By Megan Sayles, AFRO Business Writer
Report for America Corps Member
After the murder of George Floyd, Gregory Holmes realized that when the media covers the Black community, they never discuss Black business. Instead, they report on Black crime, Black deaths and Black education. If the media does focus on Black business, they highlight a single company or entrepreneur.
“Black business is not talked about as a block; it’s talked about as a one-off,” said Holmes, a native of Prince George’s County. “There’s no political power in being a one-off. It’s only political and community power when we’re together.”
After speaking with an individual from the governor’s office in Maryland, Holmes also learned that there is no agenda for Black businesses as a collective that the government can seek to support. Subsequently, Holmes formed Maryland Black Businesses Matter, an organization dedicated to promoting the political empowerment of Black businesses by advancing their economic interests and financial growth.
Maryland Black Businesses Matter seeks to advance a pro-Black business agenda, identify political candidates who support the agenda and leverage its resources to end systemic racism. Before announcing the Maryland Black Economic agenda, the organization will create an environment for Black business growth and success.
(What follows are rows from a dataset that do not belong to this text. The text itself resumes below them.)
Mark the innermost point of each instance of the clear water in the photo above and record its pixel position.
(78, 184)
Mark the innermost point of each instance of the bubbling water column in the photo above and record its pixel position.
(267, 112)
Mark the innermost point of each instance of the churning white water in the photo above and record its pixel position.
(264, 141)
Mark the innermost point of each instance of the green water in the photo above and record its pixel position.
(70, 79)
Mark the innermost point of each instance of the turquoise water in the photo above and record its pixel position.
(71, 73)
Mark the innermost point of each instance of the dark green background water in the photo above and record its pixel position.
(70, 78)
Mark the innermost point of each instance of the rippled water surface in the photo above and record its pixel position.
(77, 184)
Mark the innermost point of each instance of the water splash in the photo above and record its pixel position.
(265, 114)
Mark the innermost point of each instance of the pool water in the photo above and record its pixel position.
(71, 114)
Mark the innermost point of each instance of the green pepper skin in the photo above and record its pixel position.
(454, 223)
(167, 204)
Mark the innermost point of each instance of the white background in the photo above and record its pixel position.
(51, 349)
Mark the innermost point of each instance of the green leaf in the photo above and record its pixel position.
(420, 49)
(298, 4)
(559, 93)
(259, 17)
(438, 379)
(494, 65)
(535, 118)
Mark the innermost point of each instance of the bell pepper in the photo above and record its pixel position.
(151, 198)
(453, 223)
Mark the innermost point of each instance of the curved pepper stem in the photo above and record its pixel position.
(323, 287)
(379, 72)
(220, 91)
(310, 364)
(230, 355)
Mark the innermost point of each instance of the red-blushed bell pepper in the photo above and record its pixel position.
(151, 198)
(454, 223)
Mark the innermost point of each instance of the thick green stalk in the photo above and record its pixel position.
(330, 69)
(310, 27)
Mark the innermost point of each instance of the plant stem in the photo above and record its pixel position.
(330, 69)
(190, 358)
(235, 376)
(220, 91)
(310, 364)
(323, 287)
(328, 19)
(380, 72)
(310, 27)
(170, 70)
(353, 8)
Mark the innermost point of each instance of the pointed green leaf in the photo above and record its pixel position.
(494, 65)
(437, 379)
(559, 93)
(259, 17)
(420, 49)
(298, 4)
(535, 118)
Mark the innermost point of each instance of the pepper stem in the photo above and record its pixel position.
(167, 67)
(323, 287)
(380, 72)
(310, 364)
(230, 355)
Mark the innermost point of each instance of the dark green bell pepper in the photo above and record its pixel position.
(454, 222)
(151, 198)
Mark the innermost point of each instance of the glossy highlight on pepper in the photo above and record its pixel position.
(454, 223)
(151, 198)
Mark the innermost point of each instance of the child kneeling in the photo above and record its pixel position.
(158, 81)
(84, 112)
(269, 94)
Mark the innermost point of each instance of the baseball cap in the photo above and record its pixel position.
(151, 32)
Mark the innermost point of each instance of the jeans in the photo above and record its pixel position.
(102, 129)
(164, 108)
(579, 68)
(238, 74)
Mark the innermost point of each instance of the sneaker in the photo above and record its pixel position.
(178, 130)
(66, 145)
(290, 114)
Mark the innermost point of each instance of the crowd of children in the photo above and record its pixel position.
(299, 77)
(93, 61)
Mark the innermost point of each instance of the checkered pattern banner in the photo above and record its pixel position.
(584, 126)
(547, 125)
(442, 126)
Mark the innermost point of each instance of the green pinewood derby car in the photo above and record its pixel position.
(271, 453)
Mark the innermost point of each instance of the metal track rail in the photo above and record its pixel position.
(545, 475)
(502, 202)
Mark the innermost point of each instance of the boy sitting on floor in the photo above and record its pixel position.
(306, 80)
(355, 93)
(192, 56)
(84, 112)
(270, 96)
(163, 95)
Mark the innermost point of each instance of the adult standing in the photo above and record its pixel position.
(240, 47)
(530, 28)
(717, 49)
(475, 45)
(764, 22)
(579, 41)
Thus far, the organization has worked on creating legislation to improve procurement processes for micro businesses at the state level and has started a diversity, equity and inclusion initiative with two companies under dentsu International, Merkle and Isobar Public Sector.
In partnership with Maryland Black Businesses Matter, the companies have launched a minority-owned business incubator. The Maryland-based firms that participate in the program will be assisted with business development, capacity building, proposal support and marketing efforts.
Maryland Black Businesses Matter also plans to collaborate with The National Council for Incarcerated and Formerly Incarcerated Women and Girls to identify Black businesses that are looking to hire returning female citizens.
Currently, Holmes said he thinks there are three obstacles to Black business growth in Maryland. The first deals with the unique location of Maryland and the federal government.
“A lot of Black businesses tend to build their business out with government contracts, and then when that slows or it’s not as productive as they think, they haven’t developed the ability to also win private sector work,” said Holmes.
The next obstacle is reluctance to engage in partnerships. Holmes said many Black businesses prefer to work alone, although working with a like-minded partner may help them excel their business quicker.
Finance was the last obstacle Holmes listed for Black businesses. Access to capital for these entities translates to debt and credit cards because of inequitable banking relationships. He said Black businesses need to invest in banks that will work for them.
His hope is that Maryland Black Businesses Matters conveys the worth of the Black entrepreneur.
“I think the biggest thing I want to get out of this is that we’re valued,” said Holmes. “We’re not just here to check a box to win a contract for somebody else because there’s some kind of minority percentage, but that we’re truly valued.”